SINGAPORE (Reuters) - Singapore will have to address the question of how taxes can be used to better support the social issues created by a rapidly ageing population, policymakers said on Monday.
The city-state has some of the lowest tax rates in the world but top government officials have been signaling the need for higher taxes as its social spending and investment requirements increase.
Analysts expect changes to be unveiled as soon as Feb. 19, when the proposed budget for the fiscal year starting April 1 is presented. Many expect an increase to the 7-percent goods and services tax (GST) rate.
“The willingness of a society... to pay in taxes to support those less well off is quite critical. You see this in the small European countries and they do this quite well. I think this is one of the existential questions we have to face,” Ravi Menon, the head of Singapore’s central bank, said at an Institute of Policy Studies event.
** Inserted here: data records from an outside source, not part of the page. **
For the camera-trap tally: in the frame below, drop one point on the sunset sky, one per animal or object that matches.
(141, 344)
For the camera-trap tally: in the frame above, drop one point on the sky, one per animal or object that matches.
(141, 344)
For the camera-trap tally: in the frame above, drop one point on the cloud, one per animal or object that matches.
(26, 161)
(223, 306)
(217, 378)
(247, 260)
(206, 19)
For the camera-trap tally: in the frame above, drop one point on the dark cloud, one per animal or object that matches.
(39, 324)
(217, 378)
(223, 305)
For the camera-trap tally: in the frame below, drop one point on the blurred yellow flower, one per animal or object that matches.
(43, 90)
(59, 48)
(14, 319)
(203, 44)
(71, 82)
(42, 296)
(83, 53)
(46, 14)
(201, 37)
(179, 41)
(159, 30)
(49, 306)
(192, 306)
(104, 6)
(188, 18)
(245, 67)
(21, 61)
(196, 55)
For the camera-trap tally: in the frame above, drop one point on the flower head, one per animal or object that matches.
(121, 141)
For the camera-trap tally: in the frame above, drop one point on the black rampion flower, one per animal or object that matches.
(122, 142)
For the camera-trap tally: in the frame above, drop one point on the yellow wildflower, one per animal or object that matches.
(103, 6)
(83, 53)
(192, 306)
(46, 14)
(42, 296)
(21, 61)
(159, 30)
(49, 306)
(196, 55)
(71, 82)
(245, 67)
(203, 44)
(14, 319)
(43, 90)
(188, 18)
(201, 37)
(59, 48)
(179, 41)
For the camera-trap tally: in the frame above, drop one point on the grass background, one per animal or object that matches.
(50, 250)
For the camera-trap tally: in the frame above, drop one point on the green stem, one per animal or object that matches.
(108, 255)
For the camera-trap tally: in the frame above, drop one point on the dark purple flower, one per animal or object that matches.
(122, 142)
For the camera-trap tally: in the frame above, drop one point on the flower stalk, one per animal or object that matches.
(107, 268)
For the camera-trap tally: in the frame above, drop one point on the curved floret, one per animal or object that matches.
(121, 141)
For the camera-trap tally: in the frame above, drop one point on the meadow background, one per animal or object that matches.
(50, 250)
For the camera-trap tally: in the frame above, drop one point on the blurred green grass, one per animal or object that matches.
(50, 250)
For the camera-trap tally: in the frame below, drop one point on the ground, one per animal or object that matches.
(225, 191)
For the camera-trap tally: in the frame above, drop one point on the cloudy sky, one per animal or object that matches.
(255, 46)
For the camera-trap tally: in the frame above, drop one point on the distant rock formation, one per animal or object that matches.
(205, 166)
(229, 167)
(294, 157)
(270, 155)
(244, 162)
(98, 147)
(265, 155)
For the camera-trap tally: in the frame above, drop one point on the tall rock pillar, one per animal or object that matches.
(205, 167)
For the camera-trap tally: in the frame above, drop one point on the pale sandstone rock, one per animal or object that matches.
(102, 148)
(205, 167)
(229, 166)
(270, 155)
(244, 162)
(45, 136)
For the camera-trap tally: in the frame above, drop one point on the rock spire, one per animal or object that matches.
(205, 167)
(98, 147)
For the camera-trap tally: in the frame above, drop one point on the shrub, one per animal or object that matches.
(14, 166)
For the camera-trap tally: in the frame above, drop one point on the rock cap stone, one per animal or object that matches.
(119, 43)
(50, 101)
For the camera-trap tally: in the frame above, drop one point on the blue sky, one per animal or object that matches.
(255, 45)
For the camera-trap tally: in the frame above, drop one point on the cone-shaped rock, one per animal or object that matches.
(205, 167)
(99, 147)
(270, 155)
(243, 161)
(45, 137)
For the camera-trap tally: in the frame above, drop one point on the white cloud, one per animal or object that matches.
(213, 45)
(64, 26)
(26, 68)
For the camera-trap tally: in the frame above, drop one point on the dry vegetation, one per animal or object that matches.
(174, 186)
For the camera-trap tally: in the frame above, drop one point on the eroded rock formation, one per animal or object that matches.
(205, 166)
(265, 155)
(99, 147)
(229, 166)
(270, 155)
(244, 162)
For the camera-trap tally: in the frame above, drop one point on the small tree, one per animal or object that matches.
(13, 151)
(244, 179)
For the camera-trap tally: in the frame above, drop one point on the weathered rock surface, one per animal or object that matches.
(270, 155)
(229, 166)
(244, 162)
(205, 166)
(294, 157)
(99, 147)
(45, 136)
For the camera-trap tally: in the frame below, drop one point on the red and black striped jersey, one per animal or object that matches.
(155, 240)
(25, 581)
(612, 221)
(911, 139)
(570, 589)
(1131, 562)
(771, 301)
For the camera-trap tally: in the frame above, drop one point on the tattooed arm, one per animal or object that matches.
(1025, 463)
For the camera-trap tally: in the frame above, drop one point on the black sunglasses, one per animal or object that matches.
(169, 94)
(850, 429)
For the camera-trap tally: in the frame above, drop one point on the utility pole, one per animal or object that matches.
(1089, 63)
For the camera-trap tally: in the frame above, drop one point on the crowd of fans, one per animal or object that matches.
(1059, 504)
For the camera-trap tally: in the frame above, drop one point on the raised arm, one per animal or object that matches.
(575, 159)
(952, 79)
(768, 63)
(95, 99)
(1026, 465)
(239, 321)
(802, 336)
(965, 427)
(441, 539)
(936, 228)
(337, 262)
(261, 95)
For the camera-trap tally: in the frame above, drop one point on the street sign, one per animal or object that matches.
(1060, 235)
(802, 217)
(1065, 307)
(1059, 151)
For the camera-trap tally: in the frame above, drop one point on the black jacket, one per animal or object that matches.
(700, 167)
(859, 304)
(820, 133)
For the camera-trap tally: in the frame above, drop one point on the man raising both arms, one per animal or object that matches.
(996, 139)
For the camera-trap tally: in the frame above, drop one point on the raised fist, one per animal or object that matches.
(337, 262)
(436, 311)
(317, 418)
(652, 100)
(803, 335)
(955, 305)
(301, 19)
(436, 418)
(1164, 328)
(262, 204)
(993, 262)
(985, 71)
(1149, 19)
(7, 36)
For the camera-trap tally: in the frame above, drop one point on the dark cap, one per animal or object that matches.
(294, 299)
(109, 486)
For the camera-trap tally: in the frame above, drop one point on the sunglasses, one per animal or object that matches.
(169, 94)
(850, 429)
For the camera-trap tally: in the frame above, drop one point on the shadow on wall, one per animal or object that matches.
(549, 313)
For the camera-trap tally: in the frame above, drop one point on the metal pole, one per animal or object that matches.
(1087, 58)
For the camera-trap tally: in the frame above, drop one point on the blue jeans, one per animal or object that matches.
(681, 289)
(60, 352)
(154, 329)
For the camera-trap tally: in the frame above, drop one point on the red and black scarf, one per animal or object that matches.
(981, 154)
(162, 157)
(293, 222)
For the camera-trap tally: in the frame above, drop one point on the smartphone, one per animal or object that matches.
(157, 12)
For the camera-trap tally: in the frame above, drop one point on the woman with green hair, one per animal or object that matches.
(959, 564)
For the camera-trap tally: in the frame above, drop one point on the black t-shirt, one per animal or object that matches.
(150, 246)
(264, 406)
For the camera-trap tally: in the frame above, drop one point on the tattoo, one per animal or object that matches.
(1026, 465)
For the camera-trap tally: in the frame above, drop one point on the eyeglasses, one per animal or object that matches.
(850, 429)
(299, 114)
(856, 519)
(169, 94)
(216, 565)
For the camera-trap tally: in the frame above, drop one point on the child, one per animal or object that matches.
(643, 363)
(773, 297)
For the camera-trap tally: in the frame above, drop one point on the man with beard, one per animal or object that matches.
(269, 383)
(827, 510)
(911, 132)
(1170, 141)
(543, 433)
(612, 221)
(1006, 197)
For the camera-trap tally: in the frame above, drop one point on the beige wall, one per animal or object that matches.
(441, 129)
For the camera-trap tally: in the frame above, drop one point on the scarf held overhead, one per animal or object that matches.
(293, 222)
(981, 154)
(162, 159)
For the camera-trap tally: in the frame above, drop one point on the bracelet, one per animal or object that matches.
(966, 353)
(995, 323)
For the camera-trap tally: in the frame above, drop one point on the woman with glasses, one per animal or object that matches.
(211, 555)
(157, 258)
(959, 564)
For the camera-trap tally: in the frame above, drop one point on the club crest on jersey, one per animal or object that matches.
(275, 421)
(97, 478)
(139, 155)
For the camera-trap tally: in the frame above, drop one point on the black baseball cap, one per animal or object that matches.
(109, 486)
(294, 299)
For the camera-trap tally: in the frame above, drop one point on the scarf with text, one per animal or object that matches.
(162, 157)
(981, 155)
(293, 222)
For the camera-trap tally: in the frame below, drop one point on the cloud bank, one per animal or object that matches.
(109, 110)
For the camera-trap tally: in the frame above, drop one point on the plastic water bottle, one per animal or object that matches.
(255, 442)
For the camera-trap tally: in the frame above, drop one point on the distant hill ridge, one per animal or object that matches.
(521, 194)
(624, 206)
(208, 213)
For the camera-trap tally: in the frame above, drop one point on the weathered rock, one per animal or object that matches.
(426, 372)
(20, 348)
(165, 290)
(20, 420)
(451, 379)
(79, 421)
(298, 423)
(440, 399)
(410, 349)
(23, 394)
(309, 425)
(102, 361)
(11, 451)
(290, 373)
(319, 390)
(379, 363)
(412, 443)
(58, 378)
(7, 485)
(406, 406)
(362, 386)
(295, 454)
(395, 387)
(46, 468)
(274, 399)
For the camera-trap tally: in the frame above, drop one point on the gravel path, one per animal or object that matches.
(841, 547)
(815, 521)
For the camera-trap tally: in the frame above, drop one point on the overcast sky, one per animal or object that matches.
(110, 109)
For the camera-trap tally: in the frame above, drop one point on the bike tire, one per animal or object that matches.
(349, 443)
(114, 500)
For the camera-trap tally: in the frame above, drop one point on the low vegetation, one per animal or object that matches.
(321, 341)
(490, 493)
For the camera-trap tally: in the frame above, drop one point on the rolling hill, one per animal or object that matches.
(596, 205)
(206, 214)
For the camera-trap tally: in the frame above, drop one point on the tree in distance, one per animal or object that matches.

Finance Minister Heng Swee Keat said in last year’s budget speech that the government will have to raise revenues through new taxes or raise tax rates to meet longer-term healthcare and infrastructure needs.
Speaking at the IPS event, Heng said he stood by his earlier comment that it is “not a question of whether but a question of when”.
Heng said government spending has more than doubled over the past decade, with the largest increase in social spending.
Over the same period, he said, reserves grew to be a major source of revenue for the country: from 5.6 percent of S$43 billion in FY2007 to 17.3 percent of S$83 billion in FY2016.
“To put it another way, if we hadn’t had those numbers, if we hadn’t used contributions from reserves, what it means is that your personal income tax could have doubled, GST could have doubled, corporate income tax could have doubled.”
A survey published last week showed Singaporeans were not in favor of higher taxes to support their elderly and would prefer the country to tap its national reserves to deal with future social spending increases.
Deputy Prime Minister Teo Chee Hean, who did not address the issue of taxes directly in his speech, said that because Singapore is ageing more rapidly than most countries, the subsidies provided for healthcare will eat up more of the budget in the future.
“The doubling of our population of seniors by 2030 means that the subsidies that we provide from our government budget for healthcare will grow very substantially,” he said, referring to a state pension scheme and a health insurance scheme.
Teo said that health expenditure may overtake spending on education in the government budget in coming years.